In the Dickens text I noted when hovering over words that some are tagged as “American English” (marbles, door-knob) and one is tagged as “United States” (fire-cracker). What’s the distinction?

Not read all the comments, but for me, the most interesting use is to use track whether and how the extent of etymological diversity shows a correlation to educational level and social backgrund. Do the ‘New York Times’ and ‘The Guardian’ show larger levels of Latinate (French/Latin) to Germanic (Saxon/Norse) than say ‘The Sun’ and ‘National Enquirer’.

And if so, does that indicate that Norman/Anglo-saxon social strata distinctions since the Norman conquest haven’t blurred to the degree we might think.

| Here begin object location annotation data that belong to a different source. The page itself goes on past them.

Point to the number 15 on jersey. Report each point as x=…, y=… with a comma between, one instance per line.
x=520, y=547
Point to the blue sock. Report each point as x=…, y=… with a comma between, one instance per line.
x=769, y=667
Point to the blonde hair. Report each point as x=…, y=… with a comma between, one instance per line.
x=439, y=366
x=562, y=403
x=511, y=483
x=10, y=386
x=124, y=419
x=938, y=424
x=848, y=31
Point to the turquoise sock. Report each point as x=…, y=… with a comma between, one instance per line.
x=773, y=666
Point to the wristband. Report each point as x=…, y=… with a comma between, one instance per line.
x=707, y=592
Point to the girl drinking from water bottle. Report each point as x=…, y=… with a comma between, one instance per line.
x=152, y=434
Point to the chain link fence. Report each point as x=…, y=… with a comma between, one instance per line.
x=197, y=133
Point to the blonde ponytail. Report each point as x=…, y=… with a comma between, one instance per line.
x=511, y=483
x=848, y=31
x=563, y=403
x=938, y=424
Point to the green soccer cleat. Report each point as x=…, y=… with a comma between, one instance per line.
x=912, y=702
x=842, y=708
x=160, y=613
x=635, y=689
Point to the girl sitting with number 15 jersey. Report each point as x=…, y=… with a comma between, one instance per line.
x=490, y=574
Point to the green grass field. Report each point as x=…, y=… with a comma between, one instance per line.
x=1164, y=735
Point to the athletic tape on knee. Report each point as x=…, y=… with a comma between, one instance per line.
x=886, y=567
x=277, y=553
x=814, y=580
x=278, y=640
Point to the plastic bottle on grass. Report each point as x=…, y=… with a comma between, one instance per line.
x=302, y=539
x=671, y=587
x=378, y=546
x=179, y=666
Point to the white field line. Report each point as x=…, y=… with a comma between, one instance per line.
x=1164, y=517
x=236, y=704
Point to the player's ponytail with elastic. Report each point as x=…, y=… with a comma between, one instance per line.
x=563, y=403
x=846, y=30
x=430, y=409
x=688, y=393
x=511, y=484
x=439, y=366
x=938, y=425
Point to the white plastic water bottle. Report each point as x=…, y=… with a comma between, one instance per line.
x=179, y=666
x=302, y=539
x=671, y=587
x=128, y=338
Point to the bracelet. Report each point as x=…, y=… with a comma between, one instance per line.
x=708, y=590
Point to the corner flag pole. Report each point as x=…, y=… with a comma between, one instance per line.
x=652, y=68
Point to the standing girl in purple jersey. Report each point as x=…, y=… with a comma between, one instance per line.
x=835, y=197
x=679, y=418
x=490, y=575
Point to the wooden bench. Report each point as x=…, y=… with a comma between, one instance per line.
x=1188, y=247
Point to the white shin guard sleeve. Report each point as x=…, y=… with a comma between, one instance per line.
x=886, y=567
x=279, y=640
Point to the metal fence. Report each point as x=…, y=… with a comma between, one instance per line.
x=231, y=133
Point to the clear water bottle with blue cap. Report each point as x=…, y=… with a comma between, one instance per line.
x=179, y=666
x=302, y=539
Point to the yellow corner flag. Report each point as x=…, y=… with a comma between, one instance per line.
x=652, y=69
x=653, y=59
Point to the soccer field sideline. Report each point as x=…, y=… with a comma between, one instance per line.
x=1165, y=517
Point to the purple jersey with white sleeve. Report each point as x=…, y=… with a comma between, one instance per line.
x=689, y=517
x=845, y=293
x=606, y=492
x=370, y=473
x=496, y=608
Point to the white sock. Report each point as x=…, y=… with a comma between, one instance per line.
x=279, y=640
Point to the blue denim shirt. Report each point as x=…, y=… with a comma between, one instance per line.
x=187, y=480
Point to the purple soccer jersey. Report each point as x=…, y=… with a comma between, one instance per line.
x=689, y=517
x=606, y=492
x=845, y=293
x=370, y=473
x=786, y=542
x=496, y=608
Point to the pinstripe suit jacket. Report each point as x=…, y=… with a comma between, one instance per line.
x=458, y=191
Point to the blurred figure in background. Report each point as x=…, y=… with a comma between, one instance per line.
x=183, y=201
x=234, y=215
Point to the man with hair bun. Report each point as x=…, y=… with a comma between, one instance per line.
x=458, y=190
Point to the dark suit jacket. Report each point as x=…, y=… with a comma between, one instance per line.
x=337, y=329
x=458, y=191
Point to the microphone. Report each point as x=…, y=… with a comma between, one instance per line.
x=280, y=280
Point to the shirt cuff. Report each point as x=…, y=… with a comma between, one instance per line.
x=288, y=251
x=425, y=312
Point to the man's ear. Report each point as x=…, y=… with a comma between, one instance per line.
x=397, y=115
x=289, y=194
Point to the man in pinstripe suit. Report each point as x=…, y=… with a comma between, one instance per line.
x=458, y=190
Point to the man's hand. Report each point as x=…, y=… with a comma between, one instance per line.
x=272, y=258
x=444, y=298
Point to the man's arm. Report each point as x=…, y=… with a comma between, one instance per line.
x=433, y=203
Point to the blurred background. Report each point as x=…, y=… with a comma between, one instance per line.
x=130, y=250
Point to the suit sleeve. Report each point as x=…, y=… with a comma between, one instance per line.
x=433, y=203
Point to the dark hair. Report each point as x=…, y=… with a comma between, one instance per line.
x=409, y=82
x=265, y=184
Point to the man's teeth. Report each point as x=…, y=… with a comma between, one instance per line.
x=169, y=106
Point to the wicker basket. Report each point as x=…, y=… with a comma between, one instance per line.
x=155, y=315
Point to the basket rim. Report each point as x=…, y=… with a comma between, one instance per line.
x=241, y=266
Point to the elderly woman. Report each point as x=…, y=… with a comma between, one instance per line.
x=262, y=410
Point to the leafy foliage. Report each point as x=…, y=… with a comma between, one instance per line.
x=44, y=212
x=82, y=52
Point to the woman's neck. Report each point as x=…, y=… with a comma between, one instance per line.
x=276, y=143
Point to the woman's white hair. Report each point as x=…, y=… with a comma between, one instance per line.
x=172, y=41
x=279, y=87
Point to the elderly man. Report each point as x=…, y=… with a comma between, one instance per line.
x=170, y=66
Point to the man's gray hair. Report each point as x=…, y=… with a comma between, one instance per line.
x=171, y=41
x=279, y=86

The differences in the shades of orange aren’t really noticeable on my monitor. How about purple?

Very interesting, I wonder though if two things are going on here. In teaching dyslexics it has been found that different colored overlays or paper can make the reading easier so for a proper test of readability we may need to swap colors around.

However perhaps there is also a connection here with writing in Plain English which seems to show some connection with old English. see What do others think.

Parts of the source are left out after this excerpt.